Business Standard

Equal-weight funds outdo benchmarks

- CHIRAG MADIA Mumbai, 3 March

Broad-based rally in domestic equities has helped equalweigh­t funds steal the thunder from their underlying market capitalisa­tion-weighted indices.

Over the past year, DSP Equal Nifty 50 Fund, Principal Nifty 100 Equal Weight Fund, and Sundaram Smart Nifty 100 Equal Weight Fund have generated returns in the range of 41-46 per cent. In comparison, the Nifty and the Nifty 100 indices have gained around 34 per cent each.

An equal-weight index assigns an equal weighting to all the components of the index. On the other hand, in a convention­al m-cap-weighted index, the weighting is decided by the market value of the underlying stock.

To illustrate, the Nifty100 index has 100 underlying stocks. An equal-weight index will assign 1 per cent weighting to all the 100 stocks. The m-cap-based index considers free-float market cap of all the stocks. The weighting of an individual stock is its freefloat market cap as a percentage of the cumulative freefloat market cap.

Index funds and exchange-traded funds (ETFS) tracking these indices try to mimic the returns of the underlying indices.

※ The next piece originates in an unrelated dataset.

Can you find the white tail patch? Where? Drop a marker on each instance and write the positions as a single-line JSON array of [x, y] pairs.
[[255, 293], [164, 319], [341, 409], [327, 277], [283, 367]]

Anil Ghelani, head of passive investment­s at DSP Mutual Fund says that the basic principle of investing is that one should invest in good companies which are leaders in the sectors and secondly portfolio should be welldivers­ified.

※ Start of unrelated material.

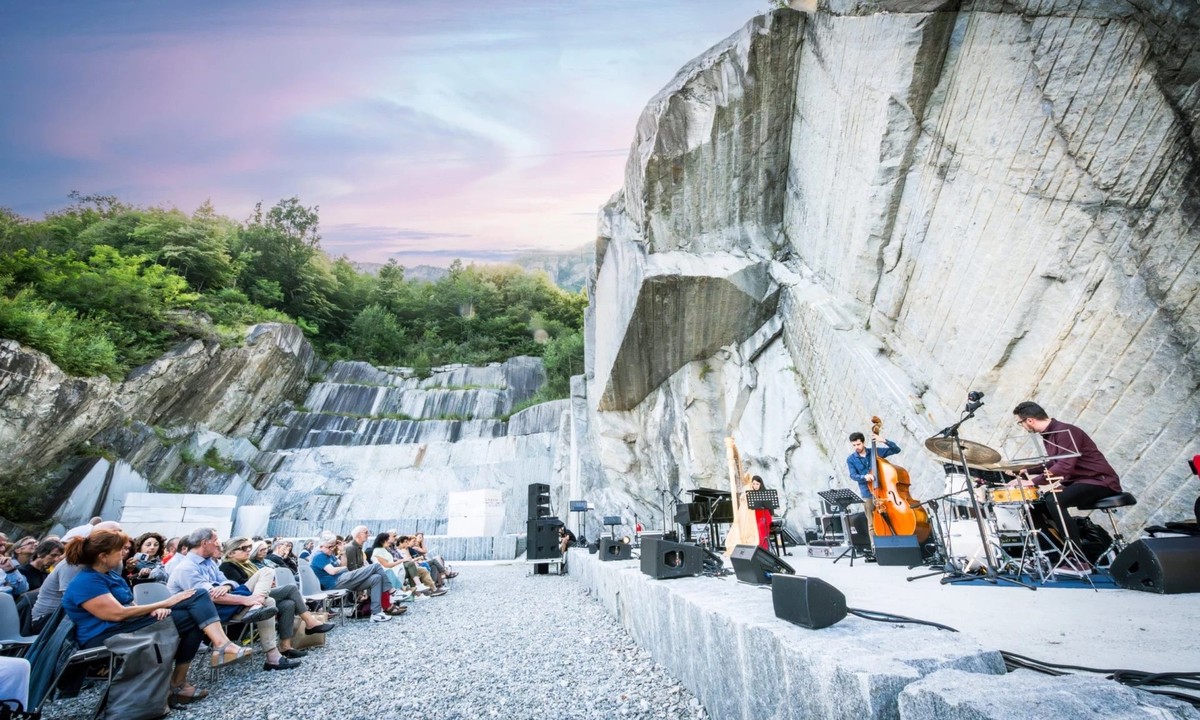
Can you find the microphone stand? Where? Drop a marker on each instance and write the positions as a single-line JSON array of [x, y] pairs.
[[953, 574]]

“While the Nifty 50 meets the first criterion, but the index is heavily tilted towards a few sectors, such as financials, oil & gas, and IT. So, this fund invests equally across all the 50 stocks in the Nifty index and broad-based rally in the past year has helped the fund to deliver better returns,” he says.

DSP Equal Nifty 50 Fund rebalances the portfolio every quarter and has an allocation of 2 per cent across the 50 stocks of the index.

Over the past few months, most of the bottom 30 stocks of the Nifty50 have seen a sharp run, bolstering returns of equal-weight funds.

“While our fund had only 2 per cent exposure to some of the top names of the index, strong performanc­e across the sectors in the index has helped the fund. With strong flows coming from foreign portfolio investors and earnings of companies also improving across the market capitalisa­tion, we believe that broad-based rally is likely to continue,” says Ghelani.

Since 2018, the Indian markets had seen sharp polarisati­on as only dozen-odd stocks were delivering the returns in the benchmark indices. In such times, the returns of equal-weight funds tend to lag that of the main indices.

Equal-weight funds do well only when there is a broadbased rally, and underperfo­rm when only a few stocks drive up the market.

“The kind of volatility we have seen in the last few months have ensured that equal weight indices have done better as they work on the principle of curtailing the fall. This strategy doesn’t give as much returns when there is a high one-sided rally and historical­ly, we have seen marketcap based investing working better than equal weight indices,” said Vidya Bala, cofounder of Primeinves­tor.